Psychiatry

Friday Reflection

{My dad’s USAF retirement ceremony}

Though I enjoyed looking at all of the thoughtful, commemorative posts to acknowledge Veterans Day (I also posted a happy photo on instagram of me and my dad, who served in the Air Force), I felt a sense of suppressed, sad emotions as well.  It was hard to pinpoint because I believe a part of me did not want to acknowledge the fact that behind several of the smiling faces could be a lot of pain, especially with the harsh statistic that 22 veterans commit suicide every day.

One of the most difficult patient cases I ever participated in was as a medical student doing psychiatric consultations on the medical floor.  I was paged to see a man in the Intensive Care Unit (ICU), who was on a ventilator for over a week after he survived a suicide attempt jumping off of a highway bridge.  He would likely never recover from the damage of his injuries and would stay in a hospital on a ventilator for the remainder of his life.  I reviewed his history: he served in the Army, fought in the Vietnam War, was diagnosed with Post-Traumatic Stress Disorder (PTSD) and alcohol addiction, and never had psychiatric issues until he returned home from Vietnam.  And there he lay in the ICU — he could not talk, move, nor write.  He was essentially a vegetable.  Family never came — I don’t think he had any.  Yet, I sat there next to him and dedicated at least 10 minutes per day, whether he knew I was there or not, because I felt he deserved to be acknowledged and cared for, at the very least for his service and sacrifice for his country.

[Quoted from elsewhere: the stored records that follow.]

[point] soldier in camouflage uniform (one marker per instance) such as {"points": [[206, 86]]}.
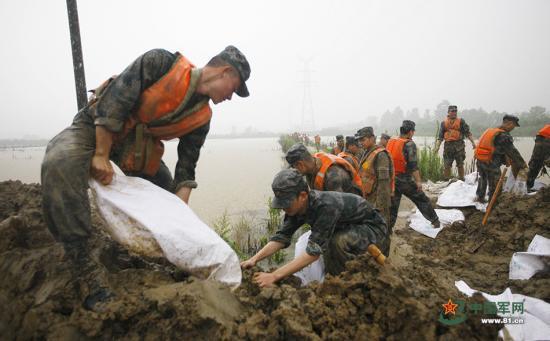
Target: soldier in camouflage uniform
{"points": [[336, 177], [342, 226], [453, 130], [407, 175], [501, 146], [541, 153], [96, 134], [376, 171]]}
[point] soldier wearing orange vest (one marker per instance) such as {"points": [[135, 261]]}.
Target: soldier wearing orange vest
{"points": [[453, 131], [541, 154], [160, 96], [407, 176], [496, 148], [324, 172], [376, 171], [351, 153]]}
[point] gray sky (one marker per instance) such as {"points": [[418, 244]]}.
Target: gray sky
{"points": [[366, 56]]}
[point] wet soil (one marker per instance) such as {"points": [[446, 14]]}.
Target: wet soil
{"points": [[42, 293]]}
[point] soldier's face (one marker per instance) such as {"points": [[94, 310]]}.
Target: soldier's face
{"points": [[223, 87]]}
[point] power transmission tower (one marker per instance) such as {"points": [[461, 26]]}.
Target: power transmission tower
{"points": [[308, 119]]}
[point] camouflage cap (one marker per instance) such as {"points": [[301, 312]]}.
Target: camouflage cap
{"points": [[296, 153], [512, 118], [408, 125], [235, 58], [364, 132], [286, 185], [350, 140]]}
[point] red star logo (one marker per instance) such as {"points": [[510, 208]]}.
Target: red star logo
{"points": [[450, 307]]}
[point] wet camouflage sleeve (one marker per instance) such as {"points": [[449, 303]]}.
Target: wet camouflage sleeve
{"points": [[121, 97], [504, 144], [188, 154], [287, 229], [410, 156]]}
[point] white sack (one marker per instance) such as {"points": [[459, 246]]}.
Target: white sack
{"points": [[446, 217], [536, 314], [524, 265], [151, 221], [313, 272]]}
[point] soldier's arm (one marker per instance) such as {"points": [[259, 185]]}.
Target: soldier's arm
{"points": [[189, 147]]}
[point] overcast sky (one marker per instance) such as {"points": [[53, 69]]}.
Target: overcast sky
{"points": [[366, 56]]}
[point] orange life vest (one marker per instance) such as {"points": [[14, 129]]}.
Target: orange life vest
{"points": [[452, 129], [368, 172], [485, 148], [395, 148], [328, 160], [354, 161], [545, 131], [160, 115]]}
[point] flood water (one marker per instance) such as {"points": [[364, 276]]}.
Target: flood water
{"points": [[234, 175]]}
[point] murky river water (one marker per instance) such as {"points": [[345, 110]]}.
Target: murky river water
{"points": [[234, 175]]}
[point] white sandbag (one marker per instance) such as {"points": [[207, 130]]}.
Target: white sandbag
{"points": [[461, 194], [446, 217], [313, 272], [524, 265], [142, 216], [536, 314]]}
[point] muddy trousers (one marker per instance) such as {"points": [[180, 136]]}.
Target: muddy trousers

Reflecting on that moment, I realize how much our system needs to prioritize support services for the men and women who protect our country.  I currently see patients who have served in the military and are diagnosed with PTSD, but I can’t help but think of the majority of veterans who are limited in resources or ashamed to seek help due to the stigma attached to such diagnoses.  I hope that some day soon all of our veterans will be able to receive the psychological services they rightfully deserve and need.

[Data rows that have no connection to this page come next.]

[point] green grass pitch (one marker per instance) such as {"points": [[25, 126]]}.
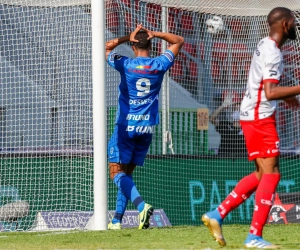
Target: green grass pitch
{"points": [[183, 237]]}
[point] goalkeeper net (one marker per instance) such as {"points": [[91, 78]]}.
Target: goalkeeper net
{"points": [[46, 144], [188, 172]]}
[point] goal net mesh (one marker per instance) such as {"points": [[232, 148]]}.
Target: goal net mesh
{"points": [[196, 172]]}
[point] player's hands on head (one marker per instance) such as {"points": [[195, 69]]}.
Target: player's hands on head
{"points": [[292, 102], [228, 100], [150, 33], [132, 35]]}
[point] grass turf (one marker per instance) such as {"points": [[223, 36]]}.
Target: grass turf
{"points": [[185, 237]]}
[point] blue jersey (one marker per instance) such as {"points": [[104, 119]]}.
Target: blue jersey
{"points": [[141, 80]]}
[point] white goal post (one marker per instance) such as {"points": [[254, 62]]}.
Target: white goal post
{"points": [[58, 101]]}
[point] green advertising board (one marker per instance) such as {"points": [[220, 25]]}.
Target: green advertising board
{"points": [[184, 187]]}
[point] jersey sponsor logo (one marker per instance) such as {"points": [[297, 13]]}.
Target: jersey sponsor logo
{"points": [[143, 67], [169, 56], [138, 117], [143, 71], [114, 56], [254, 153], [140, 102], [261, 43], [141, 129]]}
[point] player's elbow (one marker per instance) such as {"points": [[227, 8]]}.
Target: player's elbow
{"points": [[270, 96]]}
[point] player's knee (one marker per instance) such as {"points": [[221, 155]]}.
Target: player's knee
{"points": [[114, 169]]}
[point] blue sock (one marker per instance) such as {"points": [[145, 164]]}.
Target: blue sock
{"points": [[216, 215], [120, 207], [128, 188]]}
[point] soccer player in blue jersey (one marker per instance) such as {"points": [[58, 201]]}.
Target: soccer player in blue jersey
{"points": [[141, 80]]}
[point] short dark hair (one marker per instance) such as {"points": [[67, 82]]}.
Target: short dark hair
{"points": [[279, 13], [143, 43]]}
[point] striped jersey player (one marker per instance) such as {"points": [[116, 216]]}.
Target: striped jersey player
{"points": [[141, 80], [257, 118]]}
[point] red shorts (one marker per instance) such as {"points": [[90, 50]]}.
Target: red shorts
{"points": [[261, 138]]}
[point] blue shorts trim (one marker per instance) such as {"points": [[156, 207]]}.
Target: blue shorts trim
{"points": [[129, 144]]}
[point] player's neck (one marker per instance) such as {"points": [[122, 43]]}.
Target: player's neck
{"points": [[277, 38]]}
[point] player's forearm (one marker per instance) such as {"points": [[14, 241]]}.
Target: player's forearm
{"points": [[280, 93], [169, 37], [112, 44]]}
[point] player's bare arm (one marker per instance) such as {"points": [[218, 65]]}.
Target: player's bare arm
{"points": [[275, 92], [175, 40], [112, 44]]}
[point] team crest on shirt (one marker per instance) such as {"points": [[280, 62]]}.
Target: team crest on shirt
{"points": [[114, 56], [143, 67], [169, 56]]}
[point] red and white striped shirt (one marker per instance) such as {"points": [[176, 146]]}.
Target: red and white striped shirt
{"points": [[266, 66]]}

Image credit: www.army.mil

7 thoughts on “Friday Reflection

  1. It is unfortunate that our society is still more likely to acknowledge the physical trauma veterans suffer, but deny the psychic damage they endure. This disparity was particularly acute after the Vietnam War when vets’ PTSD went untreated as resources were scarce to nonexistent. For that war, a more sympathetic view of vets slowly emerged, helped by two sympathetic (and Oscar-winning) movies, Deer Hunter and Coming Home. I’m not aware of similarly sympathetic popular culture treatment of current vets’ struggles with the psychic aftermath of combat.

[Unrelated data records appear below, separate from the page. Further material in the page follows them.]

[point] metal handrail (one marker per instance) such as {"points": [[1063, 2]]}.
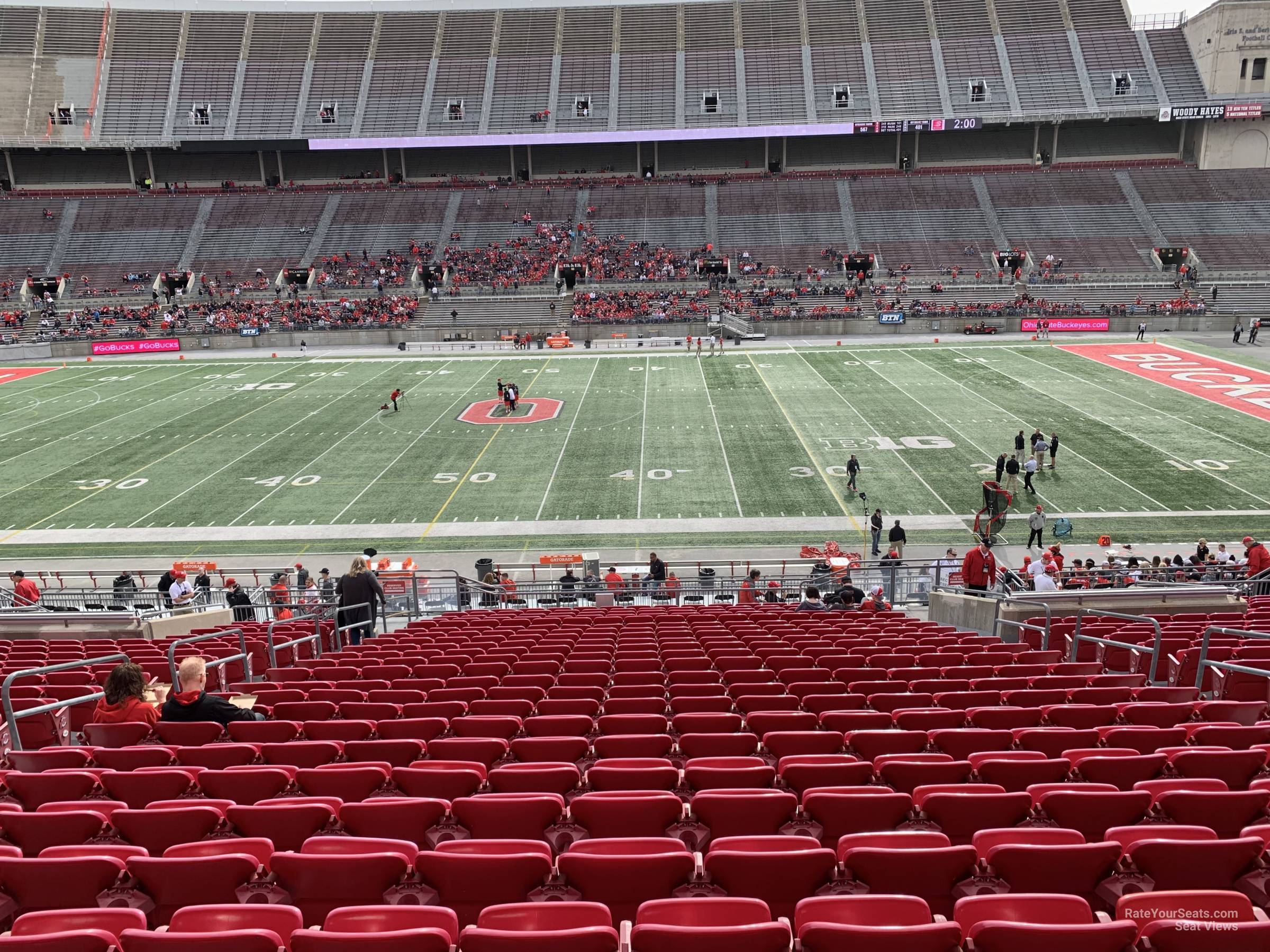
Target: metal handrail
{"points": [[337, 640], [1226, 665], [315, 638], [244, 655], [12, 716], [1109, 643]]}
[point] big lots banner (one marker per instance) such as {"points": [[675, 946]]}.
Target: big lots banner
{"points": [[147, 346], [1221, 381], [1070, 324]]}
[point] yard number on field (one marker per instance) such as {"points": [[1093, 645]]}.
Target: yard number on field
{"points": [[278, 480]]}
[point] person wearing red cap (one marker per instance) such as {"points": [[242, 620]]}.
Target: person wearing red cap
{"points": [[181, 593], [24, 591], [1259, 559], [979, 568]]}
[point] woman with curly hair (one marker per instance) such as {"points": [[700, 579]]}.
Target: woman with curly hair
{"points": [[126, 697]]}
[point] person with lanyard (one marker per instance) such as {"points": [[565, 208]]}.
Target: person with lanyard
{"points": [[182, 593]]}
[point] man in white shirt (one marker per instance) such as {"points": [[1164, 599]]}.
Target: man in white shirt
{"points": [[182, 593], [1045, 581]]}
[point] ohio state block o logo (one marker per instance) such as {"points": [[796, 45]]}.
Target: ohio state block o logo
{"points": [[537, 410]]}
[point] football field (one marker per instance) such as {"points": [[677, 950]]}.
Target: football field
{"points": [[283, 456]]}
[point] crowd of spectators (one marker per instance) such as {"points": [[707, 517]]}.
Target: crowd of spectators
{"points": [[526, 259], [224, 318], [639, 306], [618, 258], [388, 271], [763, 301]]}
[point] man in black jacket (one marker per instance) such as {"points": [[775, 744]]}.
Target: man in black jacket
{"points": [[238, 600], [897, 540], [125, 587], [191, 701], [656, 570]]}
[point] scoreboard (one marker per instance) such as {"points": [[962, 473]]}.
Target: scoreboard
{"points": [[941, 125]]}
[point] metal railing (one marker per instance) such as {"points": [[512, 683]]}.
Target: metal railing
{"points": [[97, 602], [315, 638], [12, 716], [337, 635], [1204, 664], [243, 655], [1110, 643]]}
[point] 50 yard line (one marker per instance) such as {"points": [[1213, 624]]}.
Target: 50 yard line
{"points": [[575, 423], [899, 456], [643, 429], [470, 469], [410, 446], [719, 433]]}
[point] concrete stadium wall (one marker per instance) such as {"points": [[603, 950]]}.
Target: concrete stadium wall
{"points": [[1244, 144]]}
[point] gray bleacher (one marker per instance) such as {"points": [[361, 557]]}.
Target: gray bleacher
{"points": [[267, 74]]}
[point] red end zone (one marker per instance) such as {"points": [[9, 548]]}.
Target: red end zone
{"points": [[1210, 379], [487, 411], [12, 373]]}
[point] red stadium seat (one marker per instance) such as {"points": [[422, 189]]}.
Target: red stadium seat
{"points": [[708, 924]]}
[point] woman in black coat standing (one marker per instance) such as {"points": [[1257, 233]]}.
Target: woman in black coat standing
{"points": [[359, 587]]}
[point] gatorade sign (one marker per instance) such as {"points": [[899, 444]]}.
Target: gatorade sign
{"points": [[1231, 385]]}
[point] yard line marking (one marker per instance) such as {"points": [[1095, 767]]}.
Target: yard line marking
{"points": [[1020, 419], [719, 433], [567, 436], [899, 455], [62, 380], [232, 462], [357, 534], [1138, 440], [122, 441], [302, 470], [643, 431], [1182, 419], [111, 419], [410, 446], [186, 446], [824, 477], [473, 468]]}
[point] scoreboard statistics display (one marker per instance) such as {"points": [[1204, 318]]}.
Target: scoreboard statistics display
{"points": [[945, 125]]}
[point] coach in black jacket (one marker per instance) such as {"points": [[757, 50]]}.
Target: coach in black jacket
{"points": [[359, 587], [191, 701]]}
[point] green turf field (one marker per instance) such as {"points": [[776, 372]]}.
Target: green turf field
{"points": [[751, 446]]}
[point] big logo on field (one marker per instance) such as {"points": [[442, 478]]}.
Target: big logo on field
{"points": [[537, 410], [1233, 385]]}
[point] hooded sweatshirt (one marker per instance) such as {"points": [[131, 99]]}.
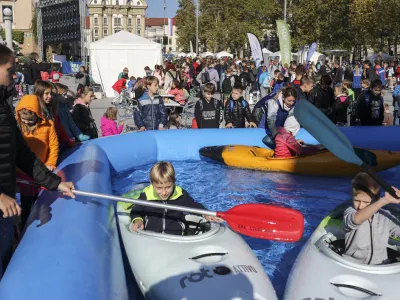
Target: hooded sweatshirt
{"points": [[43, 141], [340, 109], [367, 242], [109, 127], [83, 118], [286, 144]]}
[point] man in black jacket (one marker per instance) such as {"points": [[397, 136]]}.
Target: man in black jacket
{"points": [[14, 152]]}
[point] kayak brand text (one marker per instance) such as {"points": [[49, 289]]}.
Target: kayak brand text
{"points": [[206, 273]]}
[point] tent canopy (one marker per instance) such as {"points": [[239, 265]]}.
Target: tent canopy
{"points": [[110, 55], [206, 54], [224, 54]]}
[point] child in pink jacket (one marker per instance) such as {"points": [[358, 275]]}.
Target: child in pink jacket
{"points": [[108, 125]]}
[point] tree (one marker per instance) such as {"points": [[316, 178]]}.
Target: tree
{"points": [[186, 24]]}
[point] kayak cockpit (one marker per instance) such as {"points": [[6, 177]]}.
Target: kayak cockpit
{"points": [[196, 228]]}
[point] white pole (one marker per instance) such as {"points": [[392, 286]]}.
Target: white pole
{"points": [[197, 27], [284, 11], [7, 16]]}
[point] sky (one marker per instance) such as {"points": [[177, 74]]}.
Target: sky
{"points": [[156, 8]]}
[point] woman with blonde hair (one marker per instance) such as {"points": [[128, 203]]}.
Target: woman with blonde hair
{"points": [[108, 123]]}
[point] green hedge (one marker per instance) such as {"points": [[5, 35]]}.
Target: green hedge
{"points": [[18, 36]]}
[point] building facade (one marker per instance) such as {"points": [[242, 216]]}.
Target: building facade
{"points": [[23, 12], [158, 29], [111, 16]]}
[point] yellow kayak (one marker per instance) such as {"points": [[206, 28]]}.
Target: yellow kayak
{"points": [[321, 163]]}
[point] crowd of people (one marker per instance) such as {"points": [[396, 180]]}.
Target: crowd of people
{"points": [[232, 94]]}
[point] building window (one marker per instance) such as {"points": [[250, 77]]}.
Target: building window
{"points": [[117, 21]]}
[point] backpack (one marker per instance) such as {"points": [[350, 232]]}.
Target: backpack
{"points": [[45, 76], [56, 76], [205, 77], [227, 85], [375, 106], [27, 72], [218, 110], [232, 104], [266, 83]]}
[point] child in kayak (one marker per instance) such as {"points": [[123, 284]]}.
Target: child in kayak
{"points": [[163, 189], [287, 145], [367, 226]]}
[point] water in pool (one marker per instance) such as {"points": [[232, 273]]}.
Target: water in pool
{"points": [[220, 187]]}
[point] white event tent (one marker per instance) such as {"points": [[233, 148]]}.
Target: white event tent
{"points": [[110, 55]]}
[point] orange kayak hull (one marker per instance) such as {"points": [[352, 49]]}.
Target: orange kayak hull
{"points": [[321, 163]]}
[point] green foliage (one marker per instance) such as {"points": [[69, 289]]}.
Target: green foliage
{"points": [[17, 36], [34, 25], [334, 24], [186, 24]]}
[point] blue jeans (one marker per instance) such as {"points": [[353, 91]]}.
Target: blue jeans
{"points": [[268, 142], [396, 121]]}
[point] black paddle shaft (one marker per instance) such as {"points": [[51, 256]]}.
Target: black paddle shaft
{"points": [[366, 168]]}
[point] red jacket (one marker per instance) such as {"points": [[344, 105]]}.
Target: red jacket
{"points": [[287, 146], [119, 85]]}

    • I did an online search for war-related PTSD movies and you’re right — nothing focused specifically on the psychological aftermath of being in combat. The movie Brothers showed up a few times as being somewhat PTSD-relevant, but can’t say I’ve ever watched it. Sad.

  2. I take from your story about you and the helpless vet that you’re still feeling last week’s loss and working through that. I admire you for your vigils at the side of the suffering, both then and now.

    • How insightful and observant of you to notice! My motivation to be more consistent with my blog was when my therapist pointed out that my blog could chronicle my own self-growth and development — I was initially resistant to write about this subject, but felt it was relevant and much-needed. Losing my patient last week also triggered past feelings of grief and this case was one that i realize hadn’t been fully resolved.